Wednesday, September 20, 2017

The Exact Nature of Our Wrongs

The Exact Nature of Our Wrongs by Janet Peery
St. Martin's Press: 9/19/17
eBook review copy; 288 pages
ISBN-13: 9781250125088

The Exact Nature of Our Wrongs by Janet Peery is a highly recommended look at the dysfunctional, aging Campbell family.

In Amicus, Kansas, the Campbell family has long been through the actions of their patriarch, Abel. Long retired, Abel was a town lawyer and later a judge. He ruled his family, including Hattie, his wife, via his scathing comments, exacting expectations, and demanded to be the center of attention. Hattie wonders of their family, once well-regarded by the community, is now considered to be to total decline as all of her and Abel's children were, and some are still, plagued by alcoholism, drug addictions, divorces, and foreclosures.

Of the five surviving children, it is the youngest, Billy, who receives the brunt of his father's loathing, yet the bulk of his mother's love and ever-present enabling.
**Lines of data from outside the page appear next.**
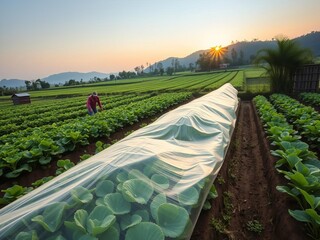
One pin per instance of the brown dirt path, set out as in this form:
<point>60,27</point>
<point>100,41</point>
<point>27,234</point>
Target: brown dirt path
<point>246,185</point>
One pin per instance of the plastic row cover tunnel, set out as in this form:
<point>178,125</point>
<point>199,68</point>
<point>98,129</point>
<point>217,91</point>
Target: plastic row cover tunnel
<point>151,185</point>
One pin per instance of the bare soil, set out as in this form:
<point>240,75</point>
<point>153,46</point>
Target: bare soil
<point>247,184</point>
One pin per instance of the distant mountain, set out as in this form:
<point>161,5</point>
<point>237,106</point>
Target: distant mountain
<point>250,49</point>
<point>12,83</point>
<point>56,78</point>
<point>66,76</point>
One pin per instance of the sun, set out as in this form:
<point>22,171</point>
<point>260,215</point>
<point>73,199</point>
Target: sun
<point>218,51</point>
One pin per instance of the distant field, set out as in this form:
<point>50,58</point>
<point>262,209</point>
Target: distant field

The rest of the siblings know Billy's issues, even as they deal with their own. Certainly it is Billy's health and addictions that have monopolized the family discourse for years.

This is a family drama where the family members are all playing out long-held roles despite the fact that the parents are in their late 80's, heading to 90s, with children in their early 50's to mid-sixties. The roles they have played and continue to play in their family's dynamics remain predictable and consistent, as the members seem to be unchanged, or unable to change and part ways with the familial role they have consistently acted out. And Hattie, bless her heart, plays favorites with such devotion that it is amazing that that all of the rest of the adult children don't simply let go of their need for approval. Yet they all cling to their bond of birth and replay old feuds and their need for their parent's approval.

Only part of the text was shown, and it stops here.